ABSTRACT

Selection of optimal paths or sequences of cells from a grid of cells is one of the most basic functions of raster-based geographic information systems. For this function to work, it is often assumed that the optimality of a path can be evaluated by the sum of the weighted lengths of all its segments – weighted, i.e. by the underlying cell values.

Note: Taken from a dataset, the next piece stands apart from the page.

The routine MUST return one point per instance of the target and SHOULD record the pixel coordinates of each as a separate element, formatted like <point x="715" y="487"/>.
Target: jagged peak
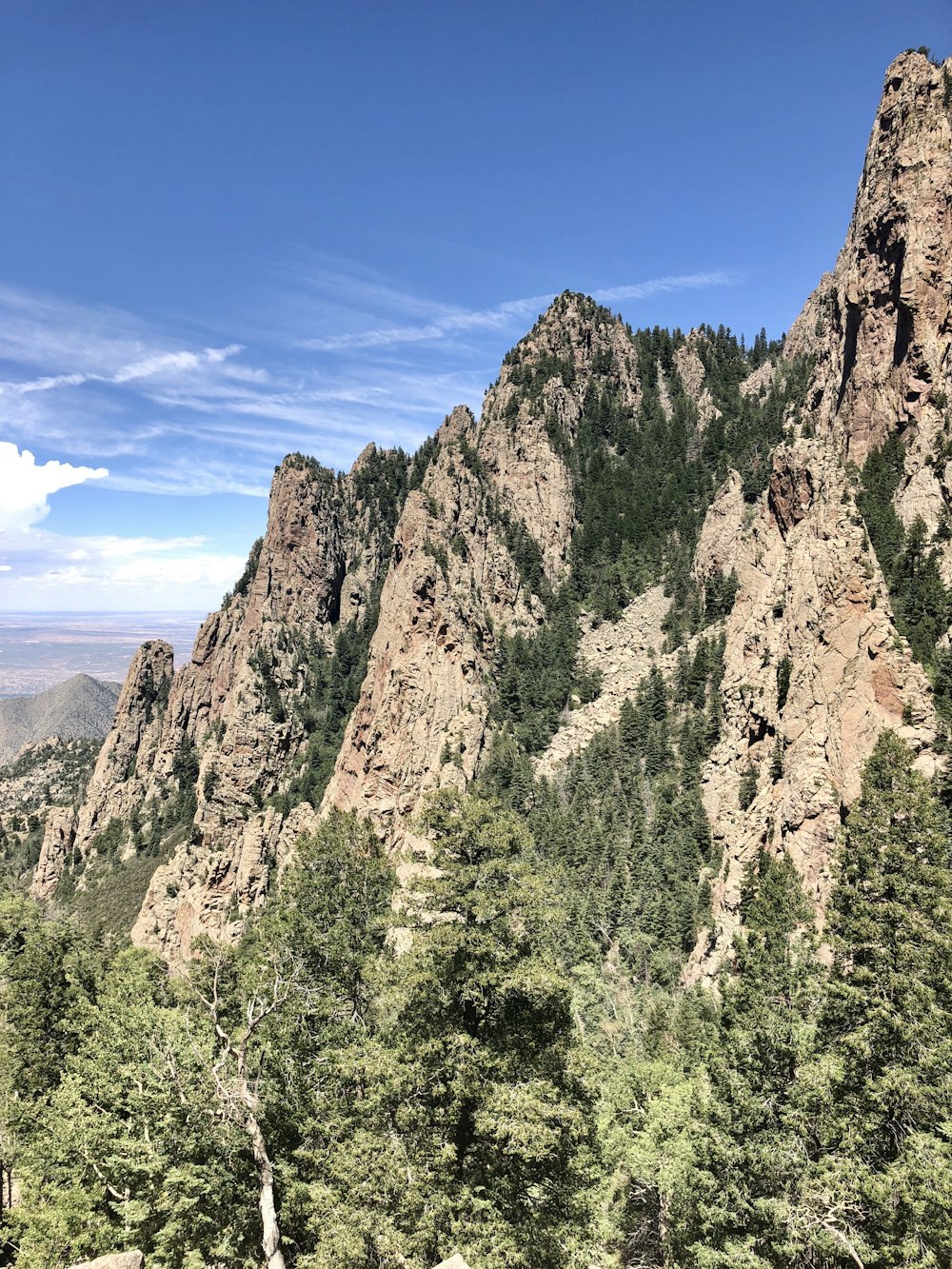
<point x="459" y="423"/>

The validity of this assumption must be questioned, however, if those values are measured on a scale that does not permit arithmetic operations. Through computational experiments with randomly generated artificial landscapes, this paper compares two models, minisum and minimax path models, which aggregate the values of the cells associated with a path using the sum function and the maximum function, respectively. Results suggest that the minisum path model is effective if the path search can be translated into the conventional least-cost path problem, which aims to find a path with the minimum cost-weighted length between two terminuses on a ratio-scaled raster cost surface. On the other hand, the minimax path model is found mathematically sounder if the cost values are measured on an ordinal scale and practically useful if the problem is concerned not with the minimization of cost but with the maximization of some desirable condition such as suitability.

摘要

从单元格中选择最佳路径或单元序列是基于栅格的地理信息系统最基本的功能之一。为了使该函数起作用，通常假设路径的最优性可以通过其所有段的加权长度之和来评估 - 加权，即通过基础单元格值。然而，如果这些值是在不允许算术运算的尺度上测量的，则必须质疑该假设的有效性。通过随机生成的人工景观的计算实验，本文比较了两种模型，minisum 和 minimax 路径模型，它们分别使用 sum 函数和 max 函数聚合与路径相关的单元格的值。结果表明，如果路径搜索可以转化为传统的最小成本路径问题，则最小和路径模型是有效的，该问题旨在在比例缩放的栅格成本表面上找到两个终点之间具有最小成本加权长度的路径。另一方面，如果在有序尺度上测量成本值，则极小极大路径模型在数学上更合理，并且如果问题不涉及成本的最小化，而是涉及某些理想条件（如适用性）的最大化，则该模型实际上很有用。